The data demonstrates the abundance thesis three ways: the gleaning loop raises yield 3.7× while raising anchor coverage to 99.1% and keeping one clean namespace (meaningful, not padded); the saturation principle beats a count floor (clean spark glean > degenerate count-padding); and the why-7× decomposition shows the substrate's deferred-joining design is not a hedge but the right place to absorb the identity/typing tax that abundant generation necessarily produces.

Generation is cheap. The engineering — and the win — is in maximizing meaningful, anchored coverage and pushing everything else to query time. This is n=1, directional: one source, one session.
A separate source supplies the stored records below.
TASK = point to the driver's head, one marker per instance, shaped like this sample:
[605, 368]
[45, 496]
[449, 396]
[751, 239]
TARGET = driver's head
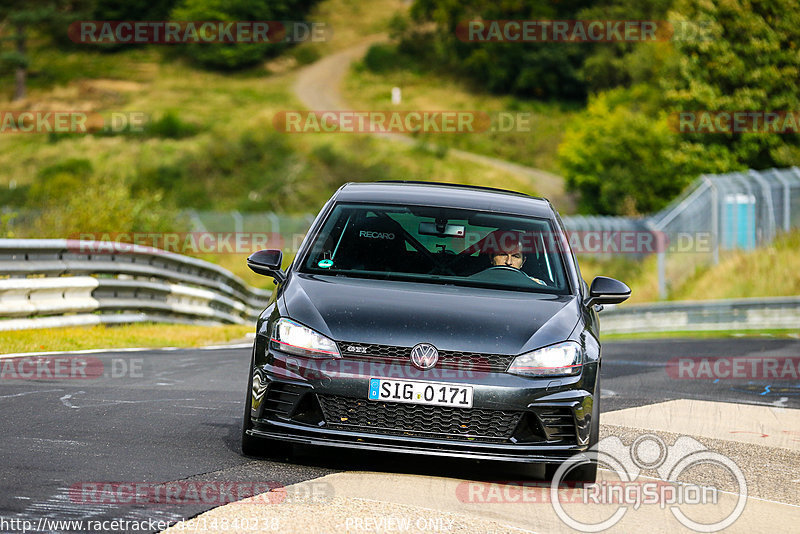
[505, 249]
The next step is to repeat it across many sources, domains, and models before any of these multipliers is treated as a constant.


Appendix — verification method

All live counts: donto_statement WHERE upper(tx_time) IS NULL with exact context = equality on donto-pg, 2026-06-04. Anchored = distinct live statements whose statement_id is the source of ≥1 live donto_evidence_link (upper(tx_time) IS NULL), via LEFT JOIN on a distinct-statement_id subquery. statement_timeout 120–300 s. Read-only SELECTs only; donto invariant I3 (no destructive overwrite) honored — nothing mutated. The 91-test suite was re-run this session (pytest tests/ -q91 passed); the lanes registry/cap/CLI claims were read from donto-extract/src/donto_extract/lanes/{registry,caps,cli}.py.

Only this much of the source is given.